Did the solutions you were looking for have alternatives among the various public cloud providers you worked with? If so, what were the considerations in choosing the supplier? What support did you receive from the cloud provider?
Similar to the situation today, the market leader was AWS. However, Google Cloud and Microsoft Azure have narrowed a huge gap in recent years. When I started the journey to the cloud, I worked only with AWS - they helped us with both individual and technical advice - about the existing ways to move the applications to the cloud, optimization and improvement, and in addition to the business aspect of streamlining and reducing costs.
What are the conclusions after your transition to the cloud compared to on-premises?
It is clear to me that it is impossible to compete with a public cloud. The many possibilities offered by each of the cloud providers are a difference of heaven and earth compared to the capabilities in your datacenter. Building services that can be consumed from the cloud by simply calling a rich API can take thousands of hours, and even then, as private organizations, we can not keep up with the tremendous pace of development in the industry.
In the public cloud we have no “limitations” of resources. (Of course there are certain limitations - but no organization has a chance to match the scale that cloud providers are working with)

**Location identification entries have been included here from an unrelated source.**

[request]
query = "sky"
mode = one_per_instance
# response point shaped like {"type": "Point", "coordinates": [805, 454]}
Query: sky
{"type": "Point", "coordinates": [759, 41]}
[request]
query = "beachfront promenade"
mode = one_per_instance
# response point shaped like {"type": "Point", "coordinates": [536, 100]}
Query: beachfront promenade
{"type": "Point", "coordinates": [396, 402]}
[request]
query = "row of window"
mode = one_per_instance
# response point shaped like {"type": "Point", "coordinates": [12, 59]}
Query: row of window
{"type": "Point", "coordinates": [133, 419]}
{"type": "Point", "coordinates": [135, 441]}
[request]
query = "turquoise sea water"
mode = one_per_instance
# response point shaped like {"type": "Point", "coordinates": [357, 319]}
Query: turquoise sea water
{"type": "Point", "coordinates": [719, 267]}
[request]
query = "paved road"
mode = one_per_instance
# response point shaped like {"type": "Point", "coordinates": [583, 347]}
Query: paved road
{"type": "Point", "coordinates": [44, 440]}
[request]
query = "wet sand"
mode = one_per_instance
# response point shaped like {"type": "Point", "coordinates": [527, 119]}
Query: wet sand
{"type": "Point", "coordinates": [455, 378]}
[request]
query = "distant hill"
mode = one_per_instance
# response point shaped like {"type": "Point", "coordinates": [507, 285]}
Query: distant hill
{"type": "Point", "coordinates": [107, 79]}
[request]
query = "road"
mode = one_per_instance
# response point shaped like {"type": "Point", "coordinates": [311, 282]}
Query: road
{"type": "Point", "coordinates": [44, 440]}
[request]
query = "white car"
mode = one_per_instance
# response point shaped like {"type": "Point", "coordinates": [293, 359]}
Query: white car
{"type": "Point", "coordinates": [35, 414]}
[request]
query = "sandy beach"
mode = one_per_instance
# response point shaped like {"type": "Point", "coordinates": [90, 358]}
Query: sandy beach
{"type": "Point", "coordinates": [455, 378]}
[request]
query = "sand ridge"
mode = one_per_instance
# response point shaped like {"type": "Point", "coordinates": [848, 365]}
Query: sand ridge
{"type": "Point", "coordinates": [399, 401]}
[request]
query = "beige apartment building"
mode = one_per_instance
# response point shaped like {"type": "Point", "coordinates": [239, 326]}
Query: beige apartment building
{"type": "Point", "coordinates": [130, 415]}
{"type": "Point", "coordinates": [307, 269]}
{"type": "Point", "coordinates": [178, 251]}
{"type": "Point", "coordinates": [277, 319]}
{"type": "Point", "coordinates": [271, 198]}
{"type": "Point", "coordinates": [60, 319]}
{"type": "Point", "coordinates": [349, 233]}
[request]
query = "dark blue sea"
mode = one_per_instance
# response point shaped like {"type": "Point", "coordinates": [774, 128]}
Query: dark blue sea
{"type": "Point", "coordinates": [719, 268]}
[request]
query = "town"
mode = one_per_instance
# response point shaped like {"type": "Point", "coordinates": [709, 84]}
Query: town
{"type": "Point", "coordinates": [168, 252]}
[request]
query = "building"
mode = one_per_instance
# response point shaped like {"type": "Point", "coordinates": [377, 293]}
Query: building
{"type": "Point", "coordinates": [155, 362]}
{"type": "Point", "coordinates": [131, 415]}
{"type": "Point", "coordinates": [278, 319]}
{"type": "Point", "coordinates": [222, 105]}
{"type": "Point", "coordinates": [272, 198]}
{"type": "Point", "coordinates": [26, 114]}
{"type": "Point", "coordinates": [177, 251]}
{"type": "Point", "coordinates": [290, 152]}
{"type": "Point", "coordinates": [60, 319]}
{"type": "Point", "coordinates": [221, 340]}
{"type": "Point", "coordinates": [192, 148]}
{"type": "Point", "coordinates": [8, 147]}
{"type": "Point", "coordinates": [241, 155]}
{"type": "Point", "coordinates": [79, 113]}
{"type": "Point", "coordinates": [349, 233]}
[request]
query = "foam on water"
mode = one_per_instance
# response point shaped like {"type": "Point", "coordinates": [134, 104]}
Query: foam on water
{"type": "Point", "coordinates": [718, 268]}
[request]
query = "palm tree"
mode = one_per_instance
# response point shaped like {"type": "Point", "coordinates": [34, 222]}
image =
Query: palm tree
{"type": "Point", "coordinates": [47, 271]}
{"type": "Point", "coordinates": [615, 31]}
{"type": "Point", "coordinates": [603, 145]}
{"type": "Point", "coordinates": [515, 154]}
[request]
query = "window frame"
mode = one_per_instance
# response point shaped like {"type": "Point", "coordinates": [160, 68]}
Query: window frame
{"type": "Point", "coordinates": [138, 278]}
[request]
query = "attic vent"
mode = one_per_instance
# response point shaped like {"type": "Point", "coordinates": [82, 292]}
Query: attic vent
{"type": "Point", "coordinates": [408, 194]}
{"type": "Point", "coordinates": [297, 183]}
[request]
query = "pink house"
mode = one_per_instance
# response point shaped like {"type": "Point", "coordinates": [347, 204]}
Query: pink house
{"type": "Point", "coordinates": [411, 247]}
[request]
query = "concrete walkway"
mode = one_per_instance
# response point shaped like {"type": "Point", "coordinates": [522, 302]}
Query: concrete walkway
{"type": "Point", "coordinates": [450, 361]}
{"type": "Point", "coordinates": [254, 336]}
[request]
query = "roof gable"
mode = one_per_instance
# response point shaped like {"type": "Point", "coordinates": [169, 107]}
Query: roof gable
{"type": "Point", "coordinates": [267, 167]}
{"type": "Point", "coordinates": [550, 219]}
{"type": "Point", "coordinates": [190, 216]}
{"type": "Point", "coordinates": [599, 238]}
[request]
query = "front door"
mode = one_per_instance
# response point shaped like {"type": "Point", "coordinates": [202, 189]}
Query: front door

How does an organization know that it is ready for the cloud? What are the important points (time, staff) that will indicate readiness?
When you start to see that business processes are moving too slowly, competitors are faster than you and take too much time to respond to business requests. If the services you are asked to provide are not within your grasp, or to meet the load and demands - it will take you months or years. In these situations you need to recognize that you have reached your limit, and now it is time to ask for the “help of the cloud” and move on to the next stage in the growth of the company.
It is important to switch to the approach of becoming an enabler, a partner of the organization and accompany the business on the journey. Work together and think about how to advance the organizational agenda and not be the obstacle. If you insist on being gatekeepers and the “no, you cannot” person, you find yourself irrelevant to your organization and customers.
Finally, is there something important that you would like to see happening (meetings, studies or anything else) in the cloud computing community and / or the cloud computing portal?
Today, cloud vendors are trying to sell a story of success in every customer transition to the cloud. It is clear to me that this is not always a reflection of reality. For every success story I am sure there is at least the same amount - and even more - of failures.
I would like all of us to learn from these failures - they are an invaluable resource and can serve us in our attempts to go through the same process. I wish we were sharing many more of these stories. It's true that it's embarrassing, it's true that it does not bring the glamor and glory of a successful story - but it is very important that we learn from each other's mistakes.
Thank you for coming to Israel's cloud computing portal, we were very happy to host you.